A Maine Engineer is Helping Save Earth From Being Hit By the Asteroid Dimorphos
This literally sounds like the main plot of the 1998 movie Armageddon.
In one of the greatest movies of the 20th century, Bruce Willis, Ben Affleck, Liv Tyler and more starred in the movie Armageddon, which saw Earth being threatened by an incoming Asteroid that would've seen the end of the planet should a collision happen. Bruce and Ben's characters were part of a team sent into outer space to plant bombs on the massive space rock to save all of humanity.
And while that reeks of a pure Hollywood movie plot, very early this morning, a Maine engineer was actually part of a team that launched a that launched a mission known as DART to re-direct an incoming Asteroid known as the Asteroid Dimorphos, which is currently on a path to directly collide with Earth.
The DART mission is more of an offensive strategy as opposed to a defensive one.
According to Mark Jensenius, the Mainer on the mission who discussed this morning's launch with Channel 8 WMTW, the DART (which stands for double asteroid redirection test) mission is more a proactive measure to get out in front of asteroids that are showing a direct path toward Earth and redirect their travel path to minimize the threat of a possible future collision.

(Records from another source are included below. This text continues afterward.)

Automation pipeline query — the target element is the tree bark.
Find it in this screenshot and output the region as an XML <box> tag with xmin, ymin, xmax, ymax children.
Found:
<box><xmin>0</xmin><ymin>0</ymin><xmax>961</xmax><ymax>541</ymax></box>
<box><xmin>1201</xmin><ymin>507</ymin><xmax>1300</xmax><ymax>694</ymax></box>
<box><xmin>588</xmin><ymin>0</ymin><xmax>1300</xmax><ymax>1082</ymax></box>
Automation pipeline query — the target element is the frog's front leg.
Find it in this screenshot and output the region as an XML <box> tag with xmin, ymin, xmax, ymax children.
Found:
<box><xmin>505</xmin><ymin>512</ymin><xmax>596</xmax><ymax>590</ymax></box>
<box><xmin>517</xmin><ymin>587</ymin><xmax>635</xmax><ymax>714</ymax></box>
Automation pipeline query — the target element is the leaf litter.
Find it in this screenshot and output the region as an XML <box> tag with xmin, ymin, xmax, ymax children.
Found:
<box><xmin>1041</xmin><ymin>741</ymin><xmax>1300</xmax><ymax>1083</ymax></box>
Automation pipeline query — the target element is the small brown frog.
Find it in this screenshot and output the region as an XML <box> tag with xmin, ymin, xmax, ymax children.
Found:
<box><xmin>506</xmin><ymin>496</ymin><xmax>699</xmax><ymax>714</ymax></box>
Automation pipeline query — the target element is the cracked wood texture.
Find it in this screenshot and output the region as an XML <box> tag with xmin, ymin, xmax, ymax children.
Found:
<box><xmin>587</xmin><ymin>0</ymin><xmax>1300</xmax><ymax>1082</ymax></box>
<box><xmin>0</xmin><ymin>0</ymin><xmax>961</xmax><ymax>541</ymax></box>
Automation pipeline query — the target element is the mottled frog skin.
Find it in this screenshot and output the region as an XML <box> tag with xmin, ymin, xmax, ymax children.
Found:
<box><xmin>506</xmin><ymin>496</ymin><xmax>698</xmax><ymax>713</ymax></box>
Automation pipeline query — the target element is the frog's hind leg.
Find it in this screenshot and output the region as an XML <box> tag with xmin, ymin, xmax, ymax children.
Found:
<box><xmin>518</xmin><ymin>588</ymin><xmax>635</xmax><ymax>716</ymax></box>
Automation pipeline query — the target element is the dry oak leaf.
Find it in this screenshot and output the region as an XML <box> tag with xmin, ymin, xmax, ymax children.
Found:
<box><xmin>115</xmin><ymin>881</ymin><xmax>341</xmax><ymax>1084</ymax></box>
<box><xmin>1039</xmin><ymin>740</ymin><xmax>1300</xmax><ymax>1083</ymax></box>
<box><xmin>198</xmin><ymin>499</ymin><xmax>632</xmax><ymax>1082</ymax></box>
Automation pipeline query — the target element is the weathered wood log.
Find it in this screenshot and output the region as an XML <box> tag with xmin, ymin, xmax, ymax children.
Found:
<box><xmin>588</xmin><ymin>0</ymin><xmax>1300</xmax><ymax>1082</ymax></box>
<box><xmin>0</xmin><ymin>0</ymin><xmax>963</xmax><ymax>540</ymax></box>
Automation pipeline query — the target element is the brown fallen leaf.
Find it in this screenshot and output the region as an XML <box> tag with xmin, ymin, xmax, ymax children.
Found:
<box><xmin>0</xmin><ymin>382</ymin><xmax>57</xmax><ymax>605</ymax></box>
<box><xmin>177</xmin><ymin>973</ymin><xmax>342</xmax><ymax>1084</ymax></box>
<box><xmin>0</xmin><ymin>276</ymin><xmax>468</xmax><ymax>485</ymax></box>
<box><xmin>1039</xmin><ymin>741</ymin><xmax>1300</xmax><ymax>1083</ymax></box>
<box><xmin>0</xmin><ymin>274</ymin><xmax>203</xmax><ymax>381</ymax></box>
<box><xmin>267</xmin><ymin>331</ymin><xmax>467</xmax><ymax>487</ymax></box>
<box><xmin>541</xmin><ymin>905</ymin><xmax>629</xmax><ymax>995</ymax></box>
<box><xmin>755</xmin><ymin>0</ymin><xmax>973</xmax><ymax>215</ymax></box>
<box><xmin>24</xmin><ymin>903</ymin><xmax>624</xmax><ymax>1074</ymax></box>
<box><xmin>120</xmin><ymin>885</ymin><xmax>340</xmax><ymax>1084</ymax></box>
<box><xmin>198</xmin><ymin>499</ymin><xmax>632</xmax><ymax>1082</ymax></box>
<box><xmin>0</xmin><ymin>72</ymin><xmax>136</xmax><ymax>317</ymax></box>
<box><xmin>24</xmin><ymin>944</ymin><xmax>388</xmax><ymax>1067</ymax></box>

How does the DART mission work?
Mark told WMTW that DART actually impacts an asteroid's path by first using its imager and sensors to obtain information to command the spacecraft to maneuver as needed to then forge ahead and collide with the asteroid to redirect its path, all without any human intervention.
As it stands right now, according to WMTW through Mark's explanation, DART should reach the Asteroid Dimorphos in about 10 months while traveling at 15,000 mph, estimate an arrival sometime in September. The DART mission is actually available to be tracked as well on NASA's official website.
Just a Mainer out here doing amazing, intergalactic, Earth-saving things.